Remote Working	Atlantia ensures that Remote Working standards are in place to provide appropriate protection of Personal Data while being processed by staff and contractors working remotely. Remote Working standards are in place to provide appropriate protection of Customer and Participant Personal Data processed.
Security Incident Response Plan	Atlantia ensures that an Incident Response Plan is documented to provide an appropriate response in the event of an incident affecting the systems which process Customer and Participant Data. Appropriate Business Continuity and Disaster Recovery Plans are documented and tested to maintain information security continuity in the event of the unavailability of key personnel or infrastructure.
Staff Training & Awareness	All staff involved in processing personal data receive appropriate Data Protection and Data Security Training at least annually. Staff complete GDPR Awareness Training as part of the on-boarding process. Staff receive IT security training as part of the on-boarding process.

Data Protection
Data Retention and Deletion	Atlantia ensures that Personal Data Deletion is performed in line with Data Retention, Equipment Management, Device Management and Application Development Policies. Study data is retained in line with Sponsor requirements and is deleted at the end of the Retention Period, in accordance with the Data Processing Agreement. Hard copy study data is destroyed securely.

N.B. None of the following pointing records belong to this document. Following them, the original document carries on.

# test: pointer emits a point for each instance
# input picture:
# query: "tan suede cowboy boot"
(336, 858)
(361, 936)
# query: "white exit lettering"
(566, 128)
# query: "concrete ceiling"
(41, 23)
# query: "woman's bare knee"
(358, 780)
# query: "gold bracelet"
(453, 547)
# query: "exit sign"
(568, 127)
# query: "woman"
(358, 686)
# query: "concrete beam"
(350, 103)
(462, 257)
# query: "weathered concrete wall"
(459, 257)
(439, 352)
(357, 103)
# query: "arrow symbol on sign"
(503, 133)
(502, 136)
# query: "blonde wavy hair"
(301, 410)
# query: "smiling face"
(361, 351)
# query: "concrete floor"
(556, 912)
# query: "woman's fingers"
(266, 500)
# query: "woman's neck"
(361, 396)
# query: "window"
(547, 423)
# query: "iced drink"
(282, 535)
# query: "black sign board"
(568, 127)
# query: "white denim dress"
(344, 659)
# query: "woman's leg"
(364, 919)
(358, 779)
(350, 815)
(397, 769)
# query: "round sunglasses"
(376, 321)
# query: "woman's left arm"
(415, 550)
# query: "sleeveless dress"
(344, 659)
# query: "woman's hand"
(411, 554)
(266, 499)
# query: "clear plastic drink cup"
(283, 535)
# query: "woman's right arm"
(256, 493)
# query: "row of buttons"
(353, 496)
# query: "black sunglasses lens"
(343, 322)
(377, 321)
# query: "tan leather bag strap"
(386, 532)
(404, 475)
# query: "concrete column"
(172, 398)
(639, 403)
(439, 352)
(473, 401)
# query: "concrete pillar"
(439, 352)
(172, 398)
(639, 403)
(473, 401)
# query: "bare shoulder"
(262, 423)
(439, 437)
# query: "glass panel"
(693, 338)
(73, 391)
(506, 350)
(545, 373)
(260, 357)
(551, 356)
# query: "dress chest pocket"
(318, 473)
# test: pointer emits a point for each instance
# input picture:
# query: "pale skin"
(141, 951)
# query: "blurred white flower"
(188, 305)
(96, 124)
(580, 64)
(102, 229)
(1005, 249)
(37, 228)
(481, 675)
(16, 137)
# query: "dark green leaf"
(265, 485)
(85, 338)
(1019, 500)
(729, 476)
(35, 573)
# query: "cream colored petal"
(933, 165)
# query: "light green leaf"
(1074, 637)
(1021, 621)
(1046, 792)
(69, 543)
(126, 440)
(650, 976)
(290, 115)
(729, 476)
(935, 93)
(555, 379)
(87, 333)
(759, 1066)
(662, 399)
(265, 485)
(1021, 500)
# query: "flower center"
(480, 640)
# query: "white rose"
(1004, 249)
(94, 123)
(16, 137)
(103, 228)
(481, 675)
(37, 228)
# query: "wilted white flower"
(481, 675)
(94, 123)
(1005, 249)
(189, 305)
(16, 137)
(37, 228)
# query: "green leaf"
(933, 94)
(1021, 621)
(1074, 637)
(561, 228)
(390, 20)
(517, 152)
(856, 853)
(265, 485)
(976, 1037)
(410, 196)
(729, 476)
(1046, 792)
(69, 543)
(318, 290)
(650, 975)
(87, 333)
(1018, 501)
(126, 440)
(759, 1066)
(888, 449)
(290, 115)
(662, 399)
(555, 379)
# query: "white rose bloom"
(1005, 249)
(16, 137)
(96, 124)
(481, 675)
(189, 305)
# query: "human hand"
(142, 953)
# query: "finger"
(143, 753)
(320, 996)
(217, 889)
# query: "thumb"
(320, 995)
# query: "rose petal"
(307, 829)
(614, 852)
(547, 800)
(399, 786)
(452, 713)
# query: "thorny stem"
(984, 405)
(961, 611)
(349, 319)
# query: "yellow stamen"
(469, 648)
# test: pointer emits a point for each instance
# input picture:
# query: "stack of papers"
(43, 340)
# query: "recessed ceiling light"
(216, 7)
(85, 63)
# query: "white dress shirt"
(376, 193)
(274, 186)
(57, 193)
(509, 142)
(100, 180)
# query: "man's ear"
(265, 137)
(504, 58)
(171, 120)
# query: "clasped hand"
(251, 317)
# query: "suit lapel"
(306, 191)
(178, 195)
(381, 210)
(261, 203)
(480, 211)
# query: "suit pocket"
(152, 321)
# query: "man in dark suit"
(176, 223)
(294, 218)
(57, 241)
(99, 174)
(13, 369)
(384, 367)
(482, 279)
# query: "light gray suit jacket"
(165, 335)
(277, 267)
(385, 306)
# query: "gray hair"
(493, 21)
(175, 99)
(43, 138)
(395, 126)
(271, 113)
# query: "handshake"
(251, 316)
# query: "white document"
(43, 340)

Data Protection Governance	A comprehensive Data Protection programme is implemented and overseen by the DPO and Management Team.
Data Protection Program	A Data Protection Policy is fully documented and implemented with all staff required to review and acknowledge.
Data Protection Risk Management	A comprehensive Risk Management program is implemented, with Data Protection Impact Assessments completed where necessary.
Data Protection Statements and Notices	Customers Data Protection Statements are displayed by Atlantia to Trial Participants.
Data Subject Rights	Atlantia assists Customers to ensure that they can effectively manage any Data Subject Rights requests from Trial Participants.
Data Breach Management	Breach Management Procedures are implemented to ensure that Atlantia informs the Customers of any suspected Security Event or Data Breach.
Atlantia Supplier Due Diligence	Appropriate due diligence is undertaken with suppliers/third parties, in line with contractual obligations. Adequate safeguards are put in place to protect personal data transferred outside the EU/EEA.